Programming Arithmetic And Logic Operations in Computer Architecture

Programming Arithmetic and Logic Operations in Computer Architecture – Some of the computers perform a given operation with one machine instruction, while others may require a large number of machine instructions to perform the same operation. Lets a consider the four basic arithmetic operations and understand how a computer executes these arithmetic operations.

Some computers have machine instructions to add, subtract, multiply, and divide. Others, such as the basic computer, have only one arithmetic instruction, such as ADD. Operations not included in the set of machine instructions must be implemented by a program. Operations that are implemented in a computer with one machine instruction are said to be implemented by hardware. Operations implemented by a set of instructions that constitute a program are said to be implemented by software.

Some computers provide an extensive set of hardware instructions designed to speed up common tasks. Others contain a smaller set of hardware instructions and depend more heavily on the software implementation of many operations.

Hardware implementation is more costly because of the additional circuits needed to implement the operation. Software implementation results in long programs both in the number of instructions and in execution time.

Multiplication Program

We will develop a program to multiply two numbers. We assume a positive number and neglect the sign bit for simplicity. And we also assume that the two binary numbers have no more than eight significant bits, so their product cannot exceed the word capacity of 16-bits. It is possible to modify the program to take care of the signs or use 16-bit numbers. However, the product may be up to 31 bits in length and will occupy two words of memory.

The multiplication process consists of checking the bits of the multiplier Y and adding the multiplicand X as many times as there are 1’s in Y, provided that the value of X is shifted left from one line to the next. Since the computer can add only two numbers at a time, we reserve a memory location, denoted by P, to store intermediate sums.

The intermediate sums are called partial products since they hold a partial product until all numbers are added. As shown in the numerical example under P, the partial product starts with zero. The multiplicand X is added to the content of P for each bit of the multiplier Y that is 1.

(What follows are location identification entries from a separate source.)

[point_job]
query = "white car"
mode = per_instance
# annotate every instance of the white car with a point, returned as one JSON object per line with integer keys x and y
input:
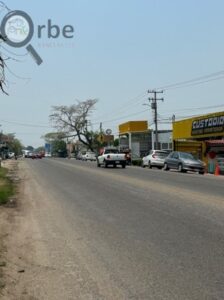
{"x": 155, "y": 158}
{"x": 91, "y": 156}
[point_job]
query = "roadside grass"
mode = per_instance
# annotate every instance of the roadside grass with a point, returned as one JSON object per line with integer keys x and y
{"x": 6, "y": 186}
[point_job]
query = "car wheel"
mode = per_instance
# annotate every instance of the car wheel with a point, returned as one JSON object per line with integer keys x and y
{"x": 180, "y": 168}
{"x": 165, "y": 168}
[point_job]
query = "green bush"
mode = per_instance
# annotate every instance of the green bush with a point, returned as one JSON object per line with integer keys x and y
{"x": 6, "y": 187}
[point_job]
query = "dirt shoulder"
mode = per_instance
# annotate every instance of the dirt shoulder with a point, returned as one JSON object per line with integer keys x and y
{"x": 14, "y": 224}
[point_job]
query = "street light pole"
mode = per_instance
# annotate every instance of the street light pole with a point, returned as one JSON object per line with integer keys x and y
{"x": 154, "y": 107}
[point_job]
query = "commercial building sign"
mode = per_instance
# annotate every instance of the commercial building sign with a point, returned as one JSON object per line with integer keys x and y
{"x": 207, "y": 125}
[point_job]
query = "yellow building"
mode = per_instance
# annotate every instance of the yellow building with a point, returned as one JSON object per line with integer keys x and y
{"x": 202, "y": 136}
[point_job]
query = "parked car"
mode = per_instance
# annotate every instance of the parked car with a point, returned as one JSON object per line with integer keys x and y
{"x": 220, "y": 162}
{"x": 91, "y": 156}
{"x": 111, "y": 156}
{"x": 155, "y": 158}
{"x": 183, "y": 162}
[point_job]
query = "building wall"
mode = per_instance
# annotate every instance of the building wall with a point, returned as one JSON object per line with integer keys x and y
{"x": 206, "y": 126}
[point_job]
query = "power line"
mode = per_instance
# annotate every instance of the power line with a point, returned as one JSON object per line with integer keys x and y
{"x": 195, "y": 81}
{"x": 25, "y": 124}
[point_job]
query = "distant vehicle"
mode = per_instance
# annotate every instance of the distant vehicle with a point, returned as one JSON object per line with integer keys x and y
{"x": 220, "y": 162}
{"x": 10, "y": 155}
{"x": 155, "y": 158}
{"x": 183, "y": 162}
{"x": 79, "y": 156}
{"x": 91, "y": 156}
{"x": 111, "y": 156}
{"x": 47, "y": 154}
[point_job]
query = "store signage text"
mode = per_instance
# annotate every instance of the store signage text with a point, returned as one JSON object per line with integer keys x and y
{"x": 208, "y": 125}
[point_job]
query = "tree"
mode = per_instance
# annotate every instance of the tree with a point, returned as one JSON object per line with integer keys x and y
{"x": 2, "y": 69}
{"x": 73, "y": 121}
{"x": 59, "y": 148}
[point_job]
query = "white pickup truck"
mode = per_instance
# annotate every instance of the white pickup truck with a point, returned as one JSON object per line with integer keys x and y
{"x": 111, "y": 156}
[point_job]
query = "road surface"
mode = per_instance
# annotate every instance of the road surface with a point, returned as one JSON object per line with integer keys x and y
{"x": 123, "y": 233}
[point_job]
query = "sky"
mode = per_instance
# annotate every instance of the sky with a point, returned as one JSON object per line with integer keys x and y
{"x": 119, "y": 51}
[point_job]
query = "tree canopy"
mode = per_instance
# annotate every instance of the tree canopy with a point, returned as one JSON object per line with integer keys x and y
{"x": 74, "y": 121}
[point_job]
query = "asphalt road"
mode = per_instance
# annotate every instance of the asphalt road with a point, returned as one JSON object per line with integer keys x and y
{"x": 129, "y": 233}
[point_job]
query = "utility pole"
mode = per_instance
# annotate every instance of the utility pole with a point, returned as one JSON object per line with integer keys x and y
{"x": 154, "y": 107}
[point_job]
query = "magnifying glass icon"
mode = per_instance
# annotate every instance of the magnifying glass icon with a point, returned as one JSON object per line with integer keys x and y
{"x": 18, "y": 28}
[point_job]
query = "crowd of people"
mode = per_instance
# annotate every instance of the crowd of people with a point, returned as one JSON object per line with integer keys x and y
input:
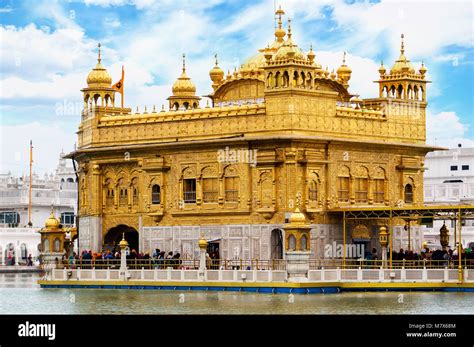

The value of X is shifted left after checking each bit of the multiplier. The final value in P forms the products. The numerical example has numbers with four significant bits. When multiplied, the product contains eight significant bits. The computer can use numbers with eight significant bits to produce a product of up to 16 bits.

X: holds the multiplicand
Y: holds the multiplier
P: holds the product

Example with four significant digits

X = 0000 1111
Y = 0000 1011
   __________
    0000 1111
    0001 1110
    0000 0000
    0111 1000
   __________
    1010 0101

     P
____________
0000 0000
0000 1111
0010 1101
0010 1101
1010 0101

The program in the table below lists the instructions for multiplying two unsigned numbers. The initialization is not listed but should be included when the program is loaded into the computer. The initialization consists of bringing the multiplicand and multiplier into locations X and Y, respectively; initializing the counter to -8; and initializing location P to zero.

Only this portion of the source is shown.